We departed from Aquino, then, glad to have been able to behold it. Returning to the main road to Capua, a short hour brought us to the foot of Monte Cairo, which we skirted, for was not Monte Cassino awaiting us? Were not the  p248 Roman amphitheatre, the friendly San Germano, the famous fortress of Janula, before us? But these present sheets are already too numerous, so this much must now suffice.

When I consider all that this short excursion has opened up to me, I may well feel astonished by the richness of this district, this Land of Italy. No other Land on the face of the earth is so permeated — so inspired — with the spirit of the past. Nature and history have both emptied their treasures over her — each epoch has left its developments visible on her soil. She is, indeed, the mother of all the Western lands, a Pandora in her gifts, which have been both good and evil. If Italy should ever arise from her ashes and take her place amongst those European nations which she has educated — partially, at all events — nations which have by turns conquered, plundered, and received their chief pleasures from her — she will only be enjoying what is due to her. Yes! this is a noble land, well deserving the love of the whole human race. Even in the midst of the chaos now existing — the dreadful mingling of truth and falsehood which prevails — we Germans cannot but give her our warmest sympathy, our best hope that she may attain to Liberty — and this is the land which we, too, have ourselves so often oppressed!


The Author's Note:

1 Mr. Hare, in his "Days near Rome," disposes of this idea, and states, as a fact now established, that St. Thomas was born at Aquino. (Translator's note.)

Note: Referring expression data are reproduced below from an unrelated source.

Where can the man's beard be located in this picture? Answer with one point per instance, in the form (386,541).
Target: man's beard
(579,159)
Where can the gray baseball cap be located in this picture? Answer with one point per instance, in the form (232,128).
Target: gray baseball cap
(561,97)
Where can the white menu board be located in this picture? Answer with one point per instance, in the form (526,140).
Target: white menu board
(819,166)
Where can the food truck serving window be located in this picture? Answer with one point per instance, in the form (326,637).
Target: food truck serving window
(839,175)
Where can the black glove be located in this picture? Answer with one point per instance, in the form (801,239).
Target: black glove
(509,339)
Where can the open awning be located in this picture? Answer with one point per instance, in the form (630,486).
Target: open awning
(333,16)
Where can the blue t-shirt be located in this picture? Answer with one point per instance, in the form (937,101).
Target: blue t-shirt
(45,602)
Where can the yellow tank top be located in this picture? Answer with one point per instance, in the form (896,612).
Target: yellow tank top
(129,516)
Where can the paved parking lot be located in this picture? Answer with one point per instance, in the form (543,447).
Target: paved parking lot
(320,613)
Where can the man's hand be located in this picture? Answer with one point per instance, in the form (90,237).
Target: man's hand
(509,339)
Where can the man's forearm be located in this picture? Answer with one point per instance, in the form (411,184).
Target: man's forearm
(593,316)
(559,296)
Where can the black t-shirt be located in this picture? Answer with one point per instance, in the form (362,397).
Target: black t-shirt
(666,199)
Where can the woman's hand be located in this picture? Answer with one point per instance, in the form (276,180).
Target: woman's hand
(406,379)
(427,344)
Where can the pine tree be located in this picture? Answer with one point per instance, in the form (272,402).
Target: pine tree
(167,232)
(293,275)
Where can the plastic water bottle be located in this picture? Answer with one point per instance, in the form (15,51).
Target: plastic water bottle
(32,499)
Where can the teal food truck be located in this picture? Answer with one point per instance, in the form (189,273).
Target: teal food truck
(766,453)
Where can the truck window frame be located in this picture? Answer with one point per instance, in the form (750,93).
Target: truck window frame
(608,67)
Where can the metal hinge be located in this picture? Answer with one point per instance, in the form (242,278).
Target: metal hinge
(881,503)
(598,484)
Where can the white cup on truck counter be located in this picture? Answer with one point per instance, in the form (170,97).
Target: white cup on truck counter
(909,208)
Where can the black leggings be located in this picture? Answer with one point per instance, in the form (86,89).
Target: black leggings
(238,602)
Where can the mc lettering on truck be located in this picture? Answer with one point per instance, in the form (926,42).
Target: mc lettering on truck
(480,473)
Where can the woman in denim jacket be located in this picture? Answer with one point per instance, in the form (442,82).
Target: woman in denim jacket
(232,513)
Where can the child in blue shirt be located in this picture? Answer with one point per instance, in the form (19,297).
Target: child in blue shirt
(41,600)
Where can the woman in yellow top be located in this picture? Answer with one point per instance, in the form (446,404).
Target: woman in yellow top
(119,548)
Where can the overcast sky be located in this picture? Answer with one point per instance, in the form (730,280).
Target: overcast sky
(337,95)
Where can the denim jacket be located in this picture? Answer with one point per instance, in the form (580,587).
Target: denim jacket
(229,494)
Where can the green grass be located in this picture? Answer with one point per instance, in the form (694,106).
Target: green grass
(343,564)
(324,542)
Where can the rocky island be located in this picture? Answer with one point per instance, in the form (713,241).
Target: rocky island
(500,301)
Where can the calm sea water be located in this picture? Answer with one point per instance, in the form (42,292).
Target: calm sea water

Thayer's Note: The exact birthplace of Thomas Aquinas remains uncertain, despite Augustus Hare. A preponderance of opinions still favors the family castle, for which see the text and good photographs at Mondi Medievali.

Thayer's Notes:

a Good text and 14 nice photographs of the abbey on Roberto Piperno's site.

b The Gothic style, as is firmly attested, was born in France; Gregorovius' "die vaterländische Gotik" — "the Gothic of (my) fatherland" — is explained a few sentences further on.

c In this odd sentence, "little circuit" yields no sense — not to me at least — and doesn't correspond to anything in the German that I can see. The edition of Gregorovius online has:

Dann bogen wir vom Weg in ein Weingartenland ein und kamen gleich zur Grenze selbst, die durch einen einfachen Stein bezeichnet wird.

Then we wended our way in a land of vineyards and came straightway to the border, which is marked by a single plain stone.

d Compare the equally unpleasant experience of Leonidas Polk in 1831 (Baumer, Not All Warriors, p120 f.).

e A pamphlet, one of several, by French political writer Arthur de la Guéronnière who served as a mouthpiece for the Italian policy of Emperor Napoleon III.

f As noted, the printed text actually has Poli: but I find no trace of that cardinal (Fausto Poli, 1581‑1653: with fuller details of his career elsewhere onsite) ever having got in trouble with the Inquisition; I'm almost certain that Reginald Pole (1550‑1558) is meant, as indeed we read in Gregorovius' German text. All the other typos in this paragraph also seem to be due to the English typesetter, or at least the names are correctly given in the German text I linked in the margin.

g VI.9.14.

h October 4 was not the birthday of the new king Francis II (born January 16, 1836; acceded to the throne May 22, 1859), but only that of his wife, Marie Sophie of Bavaria (born October 4, 1841). October 4 is the feast of St. Francis, however, which is thus the king's name-saint day. The looseness is not due to translation, but is in Gregorovius' original text.

i Something seems to be wrong in the translation here, which my German is not quite good enough to fix; if your German is better, please drop me a line, of course. The Sebethus (in Italian: Sebeto), at any rate, is a small watercourse of Campania now completely channeled and buried in the sewer system of Naples. I suspect this sentence should read something like: "No pleasanter shore will you find on the Guadalquivir River, than by the Sebethus or the river Cyane", the sense being that the Saracens found rivers in Italy to be every bit as good as those in their long-occupied territories in Spain.